Meilenstein im innovativen Forschungsprojekt #CarboMass erreicht
Kann eine regionale und kreislauffähige Lösung zur Wiederverwertung von
Klärschlamm gefunden werden? Sechs Wissenschafts- und Praxispartner widmen
sich seit zwei Jahren der Fragestellung, ob ein Gemisch aus pyrolysiertem
Klärschlamm und Biomasse eine nachhaltige Alternative zur Monoverbrennung
regionaler Klärschlämme darstellen kann. Neben der
ingenieurwissenschaftlichen Forschung werden die praxisnahen Problematiken
sowie kommunalen Querschnittsthemen aus verwaltungswissenschaftlicher
Perspektive untersucht.
Ende Juli wurde der zweiwöchige Aufbau der Pyrolyseanlage auf dem Gelände
des Abwasserzweckverbands Bode-Wipper in Bleicherode erfolgreich beendet.
Am 1. August konnte die Übergabe mit Vertretern der Politik, kommunalen
Organisationen und Verbundpartnern gefeiert werden. Die Pyrolyseanlage der
Hochschule Nordhausen, die einen Wert von rund 1 Mio. € hat, ist
vollständig in den Arbeitsablauf der Kläranlage Bleicherode (AWZV Bode-
Wipper) integriert.
Innerhalb des Projekts ist vorgesehen, das neuartige Gemisch #CarboMass,
auf die Kalihalde in Sollstedt aufzubringen, um diese zu begrünen. Die
Aufbereitung des Klärschlammes erfolgt durch das Pyrolyseverfahren. Im
Gegensatz zur klassischen Mit- oder Monoverbrennung von Klärschlamm bleibt
beim Pyrolyseverfahren der wertvolle Nährstoff Phosphor im Klärschlamm
erhalten. Inwiefern dieser ohne weitere Aufbereitungsschritte in
pflanzenverfügbarer Form vorliegt und wie sich die physikalischen,
chemischen und biologischen Eigenschaften des Stoffes unter den
Witterungsbedingungen im zeitlichen Verlauf verhalten, wird im Rahmen der
anstehenden Feldversuche in Erfahrung gebracht werden.
Erste positive Befunde zur Pflanzenverfügbarkeit des gebundenen Phosphors
lieferten die Pflanzversuche im Labormaßstab. Das wissenschaftliche Team
der Hochschule Nordhausen (ThIWert - Thüringer Innovationszentrum für
Wertstoffe) wird die Inbetriebnahme der Pyrolyseanlange weiterhin
begleiten. Platz auf der Halde wird für den potenziellen Bodenersatzstoff
#CarboMass durch den Partner IMM (Industrieabbrüche und Metallrecycling
Menteroda GmbH) zur Verfügung gestellt. Klärschlämme werden von den
Partnern AWZV Bode-Wipper und zum Vergleich zusätzlich vom Wasserverband
Südharz geliefert. Der Landkreis Nordhausen stellt die Biomasse zur
Verfügung und unterstützt, zusammen mit der Stadt Bleicherode, das IPMG
(Institut für Public Management und Governance der HS Nordhausen) bei der
Untersuchung potenzieller interkommunaler Zusammenarbeiten.

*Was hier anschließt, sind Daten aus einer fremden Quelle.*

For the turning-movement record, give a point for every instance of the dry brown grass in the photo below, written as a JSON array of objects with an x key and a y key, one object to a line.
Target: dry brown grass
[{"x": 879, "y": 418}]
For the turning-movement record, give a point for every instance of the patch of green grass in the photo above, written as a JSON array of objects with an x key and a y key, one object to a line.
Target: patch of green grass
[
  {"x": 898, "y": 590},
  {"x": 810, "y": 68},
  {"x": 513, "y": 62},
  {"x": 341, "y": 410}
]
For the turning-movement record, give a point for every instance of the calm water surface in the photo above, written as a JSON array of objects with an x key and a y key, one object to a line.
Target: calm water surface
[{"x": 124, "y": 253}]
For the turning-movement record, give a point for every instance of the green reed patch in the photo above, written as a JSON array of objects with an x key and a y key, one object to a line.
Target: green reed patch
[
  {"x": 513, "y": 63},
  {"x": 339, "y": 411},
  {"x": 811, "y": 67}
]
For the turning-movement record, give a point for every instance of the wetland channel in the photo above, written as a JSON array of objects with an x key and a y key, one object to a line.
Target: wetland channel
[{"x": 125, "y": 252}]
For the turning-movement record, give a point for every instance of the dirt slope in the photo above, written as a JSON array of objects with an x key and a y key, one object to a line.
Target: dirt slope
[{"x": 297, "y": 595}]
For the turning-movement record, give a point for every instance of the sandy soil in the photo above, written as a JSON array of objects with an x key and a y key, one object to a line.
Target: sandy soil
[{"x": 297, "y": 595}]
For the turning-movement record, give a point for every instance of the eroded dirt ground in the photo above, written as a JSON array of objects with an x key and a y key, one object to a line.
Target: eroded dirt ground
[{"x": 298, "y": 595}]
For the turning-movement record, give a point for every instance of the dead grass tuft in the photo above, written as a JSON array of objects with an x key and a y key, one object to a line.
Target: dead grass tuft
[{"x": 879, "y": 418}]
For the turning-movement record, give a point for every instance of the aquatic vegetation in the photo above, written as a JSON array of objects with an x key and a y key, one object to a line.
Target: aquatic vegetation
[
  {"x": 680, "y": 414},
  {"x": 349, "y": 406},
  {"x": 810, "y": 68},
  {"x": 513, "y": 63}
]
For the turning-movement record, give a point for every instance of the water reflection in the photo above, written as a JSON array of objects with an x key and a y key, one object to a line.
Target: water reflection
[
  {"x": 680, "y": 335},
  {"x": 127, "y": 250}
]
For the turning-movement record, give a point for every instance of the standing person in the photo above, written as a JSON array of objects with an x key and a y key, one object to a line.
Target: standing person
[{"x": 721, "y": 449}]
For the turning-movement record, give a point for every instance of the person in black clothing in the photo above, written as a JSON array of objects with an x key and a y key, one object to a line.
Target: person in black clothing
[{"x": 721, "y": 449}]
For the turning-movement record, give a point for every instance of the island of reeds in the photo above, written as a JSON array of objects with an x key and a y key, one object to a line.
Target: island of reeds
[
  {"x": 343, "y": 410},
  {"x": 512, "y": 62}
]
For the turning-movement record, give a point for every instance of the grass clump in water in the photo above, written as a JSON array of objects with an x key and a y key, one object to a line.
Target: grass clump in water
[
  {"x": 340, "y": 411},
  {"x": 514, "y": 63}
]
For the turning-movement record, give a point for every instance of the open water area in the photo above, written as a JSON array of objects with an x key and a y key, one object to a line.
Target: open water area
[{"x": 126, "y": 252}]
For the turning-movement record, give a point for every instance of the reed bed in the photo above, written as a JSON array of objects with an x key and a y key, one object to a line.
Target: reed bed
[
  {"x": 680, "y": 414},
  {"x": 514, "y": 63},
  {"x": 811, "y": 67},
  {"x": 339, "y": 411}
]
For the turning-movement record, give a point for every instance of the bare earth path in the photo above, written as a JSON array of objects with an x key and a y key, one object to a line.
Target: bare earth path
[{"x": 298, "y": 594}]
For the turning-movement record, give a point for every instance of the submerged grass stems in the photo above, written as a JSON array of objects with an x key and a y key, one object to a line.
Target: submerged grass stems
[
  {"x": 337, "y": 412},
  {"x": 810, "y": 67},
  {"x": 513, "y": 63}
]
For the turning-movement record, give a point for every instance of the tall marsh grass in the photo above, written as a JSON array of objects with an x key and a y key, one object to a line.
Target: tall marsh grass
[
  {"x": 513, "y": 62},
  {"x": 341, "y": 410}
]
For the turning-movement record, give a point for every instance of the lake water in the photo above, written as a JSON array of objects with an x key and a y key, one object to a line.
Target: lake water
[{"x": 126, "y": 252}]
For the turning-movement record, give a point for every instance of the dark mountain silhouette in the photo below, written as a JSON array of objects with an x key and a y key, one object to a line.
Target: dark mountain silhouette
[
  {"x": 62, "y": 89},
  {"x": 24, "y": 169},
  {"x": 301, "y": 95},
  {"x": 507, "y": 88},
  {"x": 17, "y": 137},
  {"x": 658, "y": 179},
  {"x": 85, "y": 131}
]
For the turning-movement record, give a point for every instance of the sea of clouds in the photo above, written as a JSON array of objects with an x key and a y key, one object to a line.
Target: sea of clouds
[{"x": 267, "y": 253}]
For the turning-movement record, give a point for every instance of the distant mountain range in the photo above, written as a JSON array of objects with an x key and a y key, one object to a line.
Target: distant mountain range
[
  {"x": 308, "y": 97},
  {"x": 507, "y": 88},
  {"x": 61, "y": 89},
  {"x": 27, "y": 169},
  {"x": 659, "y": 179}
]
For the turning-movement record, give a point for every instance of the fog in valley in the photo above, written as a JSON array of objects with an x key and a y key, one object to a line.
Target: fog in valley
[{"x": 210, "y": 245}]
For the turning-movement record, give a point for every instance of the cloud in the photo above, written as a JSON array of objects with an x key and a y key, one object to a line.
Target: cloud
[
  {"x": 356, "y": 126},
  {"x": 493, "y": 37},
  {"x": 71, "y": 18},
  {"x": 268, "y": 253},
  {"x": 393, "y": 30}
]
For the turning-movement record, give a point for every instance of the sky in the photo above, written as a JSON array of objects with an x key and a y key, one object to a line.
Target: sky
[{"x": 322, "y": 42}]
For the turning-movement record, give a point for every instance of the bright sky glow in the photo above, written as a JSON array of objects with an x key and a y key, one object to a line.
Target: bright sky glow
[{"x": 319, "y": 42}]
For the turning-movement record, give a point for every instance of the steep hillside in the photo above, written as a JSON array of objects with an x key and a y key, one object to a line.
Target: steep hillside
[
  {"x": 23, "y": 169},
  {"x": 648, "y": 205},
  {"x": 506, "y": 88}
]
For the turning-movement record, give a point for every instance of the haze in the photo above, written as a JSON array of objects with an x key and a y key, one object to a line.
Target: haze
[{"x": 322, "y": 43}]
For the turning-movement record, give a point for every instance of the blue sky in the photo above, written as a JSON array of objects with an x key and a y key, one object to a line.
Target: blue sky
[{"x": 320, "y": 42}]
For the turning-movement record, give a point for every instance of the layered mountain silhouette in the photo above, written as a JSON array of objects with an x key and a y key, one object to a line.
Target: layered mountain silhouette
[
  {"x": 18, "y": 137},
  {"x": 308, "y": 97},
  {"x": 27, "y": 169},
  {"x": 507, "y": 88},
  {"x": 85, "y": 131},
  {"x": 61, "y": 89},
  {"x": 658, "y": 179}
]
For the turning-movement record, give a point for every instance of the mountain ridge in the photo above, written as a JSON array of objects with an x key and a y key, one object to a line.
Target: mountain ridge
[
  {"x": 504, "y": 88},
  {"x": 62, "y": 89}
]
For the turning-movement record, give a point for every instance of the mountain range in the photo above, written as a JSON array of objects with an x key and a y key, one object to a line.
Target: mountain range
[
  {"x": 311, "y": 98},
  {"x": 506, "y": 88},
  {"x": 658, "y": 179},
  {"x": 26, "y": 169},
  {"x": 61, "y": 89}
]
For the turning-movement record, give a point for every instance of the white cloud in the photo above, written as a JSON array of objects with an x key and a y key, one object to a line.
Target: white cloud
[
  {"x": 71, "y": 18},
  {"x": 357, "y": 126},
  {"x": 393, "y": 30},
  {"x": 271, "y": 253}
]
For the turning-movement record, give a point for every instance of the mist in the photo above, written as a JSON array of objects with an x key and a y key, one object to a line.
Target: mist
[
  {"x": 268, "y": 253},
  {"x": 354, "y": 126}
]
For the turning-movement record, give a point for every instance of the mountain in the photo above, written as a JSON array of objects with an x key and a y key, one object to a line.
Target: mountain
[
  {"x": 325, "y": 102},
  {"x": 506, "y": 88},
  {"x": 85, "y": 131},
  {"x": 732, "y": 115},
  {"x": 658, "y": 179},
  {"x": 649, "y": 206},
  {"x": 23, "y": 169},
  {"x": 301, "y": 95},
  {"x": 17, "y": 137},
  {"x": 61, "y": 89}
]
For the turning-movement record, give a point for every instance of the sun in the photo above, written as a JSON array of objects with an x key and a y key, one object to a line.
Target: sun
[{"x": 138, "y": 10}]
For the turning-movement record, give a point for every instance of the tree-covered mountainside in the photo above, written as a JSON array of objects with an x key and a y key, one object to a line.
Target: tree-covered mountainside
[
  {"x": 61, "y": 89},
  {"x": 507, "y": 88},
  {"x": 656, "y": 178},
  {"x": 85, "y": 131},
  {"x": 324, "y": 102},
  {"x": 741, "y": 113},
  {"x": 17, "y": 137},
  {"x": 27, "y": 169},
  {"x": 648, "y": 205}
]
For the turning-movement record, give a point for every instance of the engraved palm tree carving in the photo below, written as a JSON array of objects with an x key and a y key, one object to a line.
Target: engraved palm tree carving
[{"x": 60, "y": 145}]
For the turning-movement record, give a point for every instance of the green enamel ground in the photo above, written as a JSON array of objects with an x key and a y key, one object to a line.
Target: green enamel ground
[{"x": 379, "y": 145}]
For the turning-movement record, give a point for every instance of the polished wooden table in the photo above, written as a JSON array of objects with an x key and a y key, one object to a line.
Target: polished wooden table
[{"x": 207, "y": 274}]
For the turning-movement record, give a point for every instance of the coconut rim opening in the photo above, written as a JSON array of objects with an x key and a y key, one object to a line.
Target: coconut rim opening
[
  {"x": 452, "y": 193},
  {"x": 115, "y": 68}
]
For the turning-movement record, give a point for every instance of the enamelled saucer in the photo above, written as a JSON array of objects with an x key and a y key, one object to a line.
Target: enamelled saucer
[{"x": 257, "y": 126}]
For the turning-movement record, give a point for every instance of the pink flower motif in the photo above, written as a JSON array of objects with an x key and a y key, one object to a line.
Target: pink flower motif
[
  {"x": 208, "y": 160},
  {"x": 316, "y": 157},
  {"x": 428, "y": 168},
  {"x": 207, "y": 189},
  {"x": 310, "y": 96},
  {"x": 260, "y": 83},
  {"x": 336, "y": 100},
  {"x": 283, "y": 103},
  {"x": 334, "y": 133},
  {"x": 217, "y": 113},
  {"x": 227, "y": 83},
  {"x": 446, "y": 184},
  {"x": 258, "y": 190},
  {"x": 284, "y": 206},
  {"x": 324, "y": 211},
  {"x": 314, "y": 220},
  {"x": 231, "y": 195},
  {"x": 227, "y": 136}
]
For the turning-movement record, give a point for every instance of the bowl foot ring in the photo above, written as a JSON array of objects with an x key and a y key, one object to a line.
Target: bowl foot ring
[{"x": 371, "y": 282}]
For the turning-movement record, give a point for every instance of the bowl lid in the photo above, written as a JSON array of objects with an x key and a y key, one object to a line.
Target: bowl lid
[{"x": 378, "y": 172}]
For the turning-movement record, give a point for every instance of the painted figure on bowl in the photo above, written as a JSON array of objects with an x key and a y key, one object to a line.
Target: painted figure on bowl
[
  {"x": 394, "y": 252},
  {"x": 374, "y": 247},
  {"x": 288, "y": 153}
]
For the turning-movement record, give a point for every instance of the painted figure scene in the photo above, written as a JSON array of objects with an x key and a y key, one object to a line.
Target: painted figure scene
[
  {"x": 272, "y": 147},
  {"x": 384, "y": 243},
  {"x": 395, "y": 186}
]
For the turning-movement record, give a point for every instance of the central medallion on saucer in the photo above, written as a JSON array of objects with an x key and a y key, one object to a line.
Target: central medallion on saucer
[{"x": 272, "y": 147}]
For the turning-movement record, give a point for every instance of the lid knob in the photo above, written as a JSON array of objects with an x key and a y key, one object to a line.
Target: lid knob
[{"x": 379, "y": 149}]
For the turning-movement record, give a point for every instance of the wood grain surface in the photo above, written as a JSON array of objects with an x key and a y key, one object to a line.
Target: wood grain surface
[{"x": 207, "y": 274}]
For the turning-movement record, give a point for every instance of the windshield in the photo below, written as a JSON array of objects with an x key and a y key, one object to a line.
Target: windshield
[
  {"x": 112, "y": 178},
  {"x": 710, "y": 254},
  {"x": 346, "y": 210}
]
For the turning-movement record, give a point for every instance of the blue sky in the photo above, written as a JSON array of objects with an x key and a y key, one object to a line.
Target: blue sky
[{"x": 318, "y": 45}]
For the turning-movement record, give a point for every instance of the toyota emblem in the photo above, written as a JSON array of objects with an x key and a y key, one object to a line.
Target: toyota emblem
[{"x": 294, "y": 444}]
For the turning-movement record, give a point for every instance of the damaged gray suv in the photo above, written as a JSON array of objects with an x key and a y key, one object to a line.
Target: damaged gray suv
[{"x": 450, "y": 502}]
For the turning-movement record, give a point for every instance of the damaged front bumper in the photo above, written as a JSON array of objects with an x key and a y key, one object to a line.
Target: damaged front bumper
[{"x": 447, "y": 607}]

Aus ingenieurwissenschaftlicher Perspektive ein toller Erfolg, freut sich
Professorin Uta Breuer: „Das Projekt #CarboMass sollte zeigen, dass
Klärschlämme nachhaltig behandel- und zur nachhaltigen Nutzung verwendbar
sind. Mit dem Aufbau und Inbetriebnahme der Pilot-Pyrolyseanlage ist ein
wichtiger Schritt zur Einlösung dieses Versprechens geschafft worden, auf
den wir stolz sind. Weitere Untersuchungen werden zeigen, ob es final
möglich ist, die Kreisläufe auch mit dem Abfallprodukt Klärschlamm zu
schließen.“
„Aus rechtlicher Perspektive können wir die Wiederverwertung von
Klärschlämmen regional nicht lösen“, sagt Professor Elmar Hinz. „Wir
können jedoch auf problematische rechtliche Rahmenbedingungen bei einer
Skalierung dieser Idee aufmerksam machen und somit ein Umdenken und
langfristig vielleicht auch eine Änderung der Gesetzmäßigkeiten erwirken.“
Kann also eine regionale und kreislauffähige Lösung zur Wiederverwertung
von Klärschlamm gefunden werden? Gezeigt werden konnte bisher, dass die
Technologie Wege für die Klärschlammverwertung aufzeigen und gangbar
machen kann. Jedoch müssen in Hinblick auf die rechtliche Verankerung
Lösungen auf Bundesebene entwickelt werden.